Recent Country Risk survey by Euromoney shows some interesting trends relating to the Russian economy. Here are the headlines:

"The five economies of the Brics have seen an aggregate ECR score loss of 6.4 points this year, lowering the average score by 3.1 points to 56.8. South Africa (-2 points), Brazil (-1.9) and India (-1.6) have endured the worst declines in sentiment, resulting from concerns about export market conditions, amid waning demand for commodities and increased domestic security risks. However, all five have seen large declines in their economic assessment scores, as contributors have reassessed their expectations for global growth and have acknowledged the slowdown in China’s breakneck pace of expansion."

Moreover: "Four of the five Brics (Russia the exception) have also endured lower political risk scores – led by India (down 0.9 points) and China (-0.8)."
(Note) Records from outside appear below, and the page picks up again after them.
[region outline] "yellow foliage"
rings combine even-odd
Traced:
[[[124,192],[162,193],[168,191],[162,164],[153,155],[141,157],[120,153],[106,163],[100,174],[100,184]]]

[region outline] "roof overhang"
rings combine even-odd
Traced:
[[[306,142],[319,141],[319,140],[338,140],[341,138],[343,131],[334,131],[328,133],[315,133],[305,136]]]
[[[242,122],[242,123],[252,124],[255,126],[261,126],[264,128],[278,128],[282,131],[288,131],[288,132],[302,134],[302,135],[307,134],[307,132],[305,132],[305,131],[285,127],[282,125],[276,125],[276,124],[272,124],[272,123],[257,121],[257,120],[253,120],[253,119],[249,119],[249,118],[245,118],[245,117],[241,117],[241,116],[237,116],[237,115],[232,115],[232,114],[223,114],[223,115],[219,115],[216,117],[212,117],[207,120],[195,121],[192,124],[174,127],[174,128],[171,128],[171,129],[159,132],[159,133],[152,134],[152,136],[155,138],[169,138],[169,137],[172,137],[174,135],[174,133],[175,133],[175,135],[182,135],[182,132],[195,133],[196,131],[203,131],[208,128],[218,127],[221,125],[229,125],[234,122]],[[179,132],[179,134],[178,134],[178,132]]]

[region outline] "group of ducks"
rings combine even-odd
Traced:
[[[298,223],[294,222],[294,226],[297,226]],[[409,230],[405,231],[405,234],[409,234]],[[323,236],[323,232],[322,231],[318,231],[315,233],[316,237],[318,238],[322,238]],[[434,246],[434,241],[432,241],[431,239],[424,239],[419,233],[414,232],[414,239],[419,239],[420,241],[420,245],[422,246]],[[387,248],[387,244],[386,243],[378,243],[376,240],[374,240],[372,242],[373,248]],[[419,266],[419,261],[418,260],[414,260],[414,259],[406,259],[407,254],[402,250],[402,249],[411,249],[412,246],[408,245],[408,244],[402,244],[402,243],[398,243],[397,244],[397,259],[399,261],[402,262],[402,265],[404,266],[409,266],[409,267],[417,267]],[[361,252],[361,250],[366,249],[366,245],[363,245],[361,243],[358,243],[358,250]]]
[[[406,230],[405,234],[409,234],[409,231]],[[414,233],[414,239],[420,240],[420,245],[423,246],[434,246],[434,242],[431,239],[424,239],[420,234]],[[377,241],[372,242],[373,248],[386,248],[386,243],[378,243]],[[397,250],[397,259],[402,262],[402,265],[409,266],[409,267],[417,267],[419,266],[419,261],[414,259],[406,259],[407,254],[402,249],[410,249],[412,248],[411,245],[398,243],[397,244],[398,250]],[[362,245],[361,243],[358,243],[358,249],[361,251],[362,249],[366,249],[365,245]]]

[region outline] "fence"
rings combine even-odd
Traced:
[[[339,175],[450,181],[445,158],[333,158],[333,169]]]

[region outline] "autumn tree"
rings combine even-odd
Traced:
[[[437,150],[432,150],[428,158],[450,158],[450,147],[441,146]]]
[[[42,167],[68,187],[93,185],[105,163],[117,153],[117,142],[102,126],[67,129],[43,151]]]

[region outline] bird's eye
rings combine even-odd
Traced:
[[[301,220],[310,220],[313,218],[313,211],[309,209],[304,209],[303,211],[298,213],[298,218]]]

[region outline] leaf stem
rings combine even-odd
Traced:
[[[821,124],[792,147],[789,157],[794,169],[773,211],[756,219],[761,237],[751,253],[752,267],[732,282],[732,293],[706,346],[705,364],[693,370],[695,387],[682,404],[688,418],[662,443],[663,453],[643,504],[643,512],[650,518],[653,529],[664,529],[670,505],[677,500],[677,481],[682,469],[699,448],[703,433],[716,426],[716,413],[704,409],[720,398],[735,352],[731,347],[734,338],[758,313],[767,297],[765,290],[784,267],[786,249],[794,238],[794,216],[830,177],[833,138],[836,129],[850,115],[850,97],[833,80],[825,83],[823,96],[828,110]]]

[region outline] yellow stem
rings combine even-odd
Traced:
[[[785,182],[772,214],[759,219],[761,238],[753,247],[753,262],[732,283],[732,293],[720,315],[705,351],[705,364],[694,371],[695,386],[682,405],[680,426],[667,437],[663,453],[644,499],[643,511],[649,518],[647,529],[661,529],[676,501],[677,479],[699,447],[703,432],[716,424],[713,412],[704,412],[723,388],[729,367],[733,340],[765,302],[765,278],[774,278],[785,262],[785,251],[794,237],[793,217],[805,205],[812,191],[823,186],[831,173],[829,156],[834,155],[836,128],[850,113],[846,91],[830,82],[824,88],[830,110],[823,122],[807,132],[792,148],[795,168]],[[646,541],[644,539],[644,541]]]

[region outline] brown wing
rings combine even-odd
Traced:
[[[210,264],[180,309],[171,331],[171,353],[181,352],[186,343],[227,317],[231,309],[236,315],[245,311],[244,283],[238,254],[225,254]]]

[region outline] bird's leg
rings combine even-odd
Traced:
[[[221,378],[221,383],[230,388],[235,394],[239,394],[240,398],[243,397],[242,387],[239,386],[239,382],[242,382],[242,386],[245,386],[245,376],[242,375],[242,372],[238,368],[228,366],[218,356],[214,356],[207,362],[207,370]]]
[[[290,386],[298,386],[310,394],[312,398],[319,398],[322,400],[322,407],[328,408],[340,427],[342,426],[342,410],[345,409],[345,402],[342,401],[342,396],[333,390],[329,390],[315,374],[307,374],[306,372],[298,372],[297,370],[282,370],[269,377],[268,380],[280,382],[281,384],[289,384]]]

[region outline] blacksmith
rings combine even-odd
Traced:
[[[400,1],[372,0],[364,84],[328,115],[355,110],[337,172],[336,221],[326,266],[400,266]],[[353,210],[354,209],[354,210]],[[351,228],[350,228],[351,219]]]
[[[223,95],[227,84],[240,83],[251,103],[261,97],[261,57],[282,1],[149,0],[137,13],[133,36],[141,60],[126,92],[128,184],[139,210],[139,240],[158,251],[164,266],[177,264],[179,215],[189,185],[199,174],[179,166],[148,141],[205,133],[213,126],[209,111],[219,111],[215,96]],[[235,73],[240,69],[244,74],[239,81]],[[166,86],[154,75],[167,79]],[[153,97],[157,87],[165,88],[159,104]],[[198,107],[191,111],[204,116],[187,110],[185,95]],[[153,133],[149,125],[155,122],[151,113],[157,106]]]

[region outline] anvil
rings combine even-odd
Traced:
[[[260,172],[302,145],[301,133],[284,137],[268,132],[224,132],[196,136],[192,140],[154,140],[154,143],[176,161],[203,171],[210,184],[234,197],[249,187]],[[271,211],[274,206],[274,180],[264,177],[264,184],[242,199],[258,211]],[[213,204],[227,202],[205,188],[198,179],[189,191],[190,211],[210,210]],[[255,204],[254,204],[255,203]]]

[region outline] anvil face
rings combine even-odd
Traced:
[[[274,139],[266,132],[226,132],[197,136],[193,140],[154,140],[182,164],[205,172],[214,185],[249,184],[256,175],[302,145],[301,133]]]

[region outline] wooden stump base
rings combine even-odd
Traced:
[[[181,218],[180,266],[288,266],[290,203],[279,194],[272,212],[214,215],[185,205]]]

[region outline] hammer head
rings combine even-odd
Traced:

Summary of scores changes:


Specifically on Russia:
"ECR economists still regard Russia as the weakest of the Brics, ranking 60 in the world, despite the three main ratings agencies placing India below Russia. India might have a lower economic assessment than Russia, but its political and structural risk assessments are more favourable, according to ECR contributors, with particularly large gulfs in the scores for government non-payments/non-repatriation, information access/transparency, institutional risk, the regulatory and policy environment, and demographics – factors seemingly not being reflected in the various credit ratings. This might be due to the comparative security provided by Russia’s status as one of the world’s largest energy producers."

Despite this, current survey shows little deterioration in Russia's risk score with June 2012 risk assessment on par with China:


See more on the survey results here.

Disclosure: I will be joining Euromoney survey panel starting with the next survey.